The National Institute of Building Sciences (NIBS) and industrialised construction consultancy MOD X Advisory have been engaged by the US Department of Housing & Urban Development (HUD) on a series of connected research and pilot projects examining how offsite construction can play a greater role in addressing the US housing supply and affordability crisis
Established by the US Congress in 1974, NIBS brings together government, industry, labour and regulatory agencies to address challenges in the built environment. MOD X has supported the work as a research and delivery partner across all three projects sponsored by HUD.
Research roadmap
The first of the three projects was the Offsite Construction for Housing: Research Roadmap, funded by HUD’s Office of Policy Development & Research (PD&R) and published in January 2023.
NIBS contracted with MOD X to chair the Project Technical Committee, which brought together academics, manufacturers, developers and policy specialists.
A stakeholder workshop involving more than 40 industry experts helped validate the findings.
The roadmap identified six domains in which knowledge gaps are constraining the sector:
- Regulatory framework.
- Standards and system performance.
- Capital, finance and insurance.
- Project delivery and contracts.
- Labour and workforce training and management.
- Business models and economic performance.

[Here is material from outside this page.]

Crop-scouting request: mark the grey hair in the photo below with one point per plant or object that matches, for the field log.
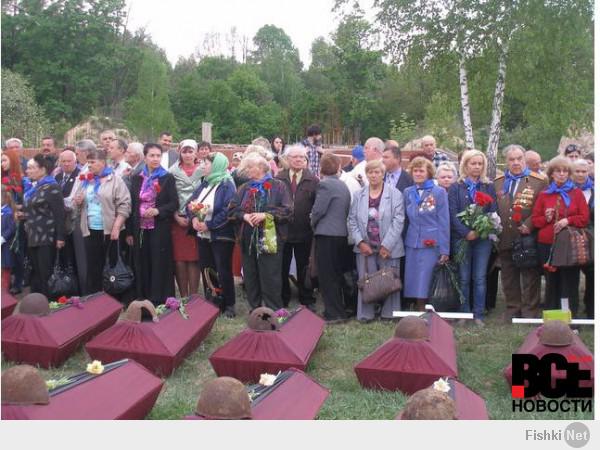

It also found that permitting and inspection processes remain poorly aligned with factory-based delivery, with unfamiliarity among Authorities Having Jurisdiction (AHJs) contributing to confusion, delays and cost overruns.

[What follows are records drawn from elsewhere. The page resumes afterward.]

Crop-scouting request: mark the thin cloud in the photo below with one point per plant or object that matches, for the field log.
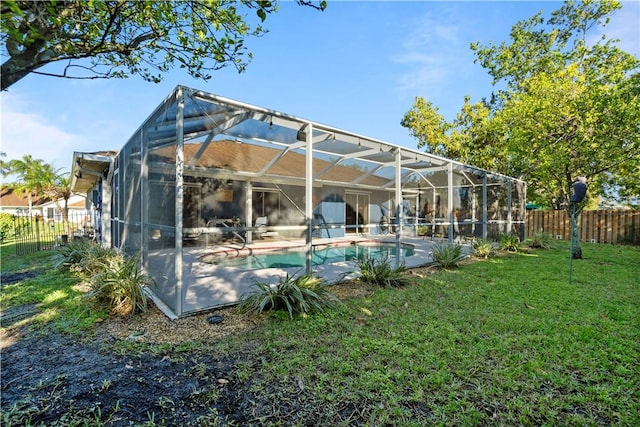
(428, 54)
(25, 132)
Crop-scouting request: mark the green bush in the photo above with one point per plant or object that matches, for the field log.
(296, 295)
(447, 255)
(6, 227)
(540, 240)
(83, 257)
(509, 242)
(115, 280)
(483, 248)
(119, 285)
(378, 271)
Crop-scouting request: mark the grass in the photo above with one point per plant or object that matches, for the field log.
(55, 300)
(504, 341)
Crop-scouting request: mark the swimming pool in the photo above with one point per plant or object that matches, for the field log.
(320, 255)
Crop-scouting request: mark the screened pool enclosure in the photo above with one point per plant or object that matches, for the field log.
(207, 177)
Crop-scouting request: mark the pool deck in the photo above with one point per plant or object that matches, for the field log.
(209, 286)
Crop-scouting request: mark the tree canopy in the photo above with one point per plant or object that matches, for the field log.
(569, 107)
(107, 39)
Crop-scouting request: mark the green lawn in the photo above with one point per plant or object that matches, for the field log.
(506, 341)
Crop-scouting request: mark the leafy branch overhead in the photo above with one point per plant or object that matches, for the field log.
(107, 39)
(568, 106)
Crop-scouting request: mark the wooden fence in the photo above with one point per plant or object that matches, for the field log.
(602, 226)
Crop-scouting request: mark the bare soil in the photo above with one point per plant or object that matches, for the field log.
(52, 379)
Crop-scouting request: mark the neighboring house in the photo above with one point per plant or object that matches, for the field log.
(11, 202)
(16, 204)
(209, 175)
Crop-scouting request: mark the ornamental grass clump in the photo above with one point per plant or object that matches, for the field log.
(483, 248)
(120, 285)
(303, 294)
(447, 256)
(115, 280)
(509, 242)
(379, 272)
(540, 240)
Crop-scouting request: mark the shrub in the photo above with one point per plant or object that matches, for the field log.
(509, 242)
(483, 248)
(296, 295)
(447, 255)
(378, 271)
(83, 257)
(540, 240)
(6, 226)
(120, 285)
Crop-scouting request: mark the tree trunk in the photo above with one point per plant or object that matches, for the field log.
(10, 73)
(576, 252)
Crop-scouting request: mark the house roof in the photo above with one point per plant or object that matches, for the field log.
(254, 160)
(87, 168)
(9, 198)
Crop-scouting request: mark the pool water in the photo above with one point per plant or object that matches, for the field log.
(319, 256)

Accelerating offsite construction for housing
The second project, HUD’s Past, Present & Future Role in Accelerating Offsite Construction for Housing, compared HUD’s role with that of peer agencies in Japan, Sweden and the UK.
It examined the policy mechanisms and regulatory frameworks that have supported more developed offsite sectors in those markets and culminated in a formal HUD Offsite Action Plan recommending three parallel strategies: standard federal award criteria to aggregate demand, a housing system certification framework and a longer-term shift toward performance-based building codes.
The research team concluded that these actions were factors in fostering essential national innovation systems and a high technology housing sector. The comparative research included in-country visits to Japan, Sweden and the UK, including a delegation visit to England and Scotland in December 2022. UK organisations Homes England and Scotland’s Built Environment-Smarter Transformation (BE-ST) were important partners in this phase and continue to inform this ongoing work.
As an outcome of this second project, housing system certification is actively being developed by MOD X and NIBS, working with a steering and technical committee comprised of leading experts from industry, government, academia and related NGOs.
The concept has historical roots in the US dating back to when HUD explored a form of system certification during the early 1970s as part of Operation Breakthrough, though it was not sustained due to various economic and political factors of the time.
In Japan, by contrast, factory certification has operated continuously since the 1970s and is widely cited in the research as a key factor in the growth and resilience of that
country’s offsite housing sector. The work is examining how a comparable framework could be adapted for the contemporary US context.
Breakthrough Pilot Handbook
The third and current project is the HUD Breakthrough Pilot Handbook: Growing Offsite Construction for Housing Through Regional Pilot Projects, in which NIBS is the prime contractor and MOD X the lead technical and research partner.
It is running across six US regions — Minnesota, Virginia, Greater Boston, Utah, Washington state and California — with each region working through a structured methodology covering coalition building, stakeholder engagement, offsite construction education, demand aggregation analysis, regulatory assessment and action planning.
A Regional Pilots Summit was held at NIBS in Washington DC in April 2026, with a technical assistance handbook for HUD due later this year.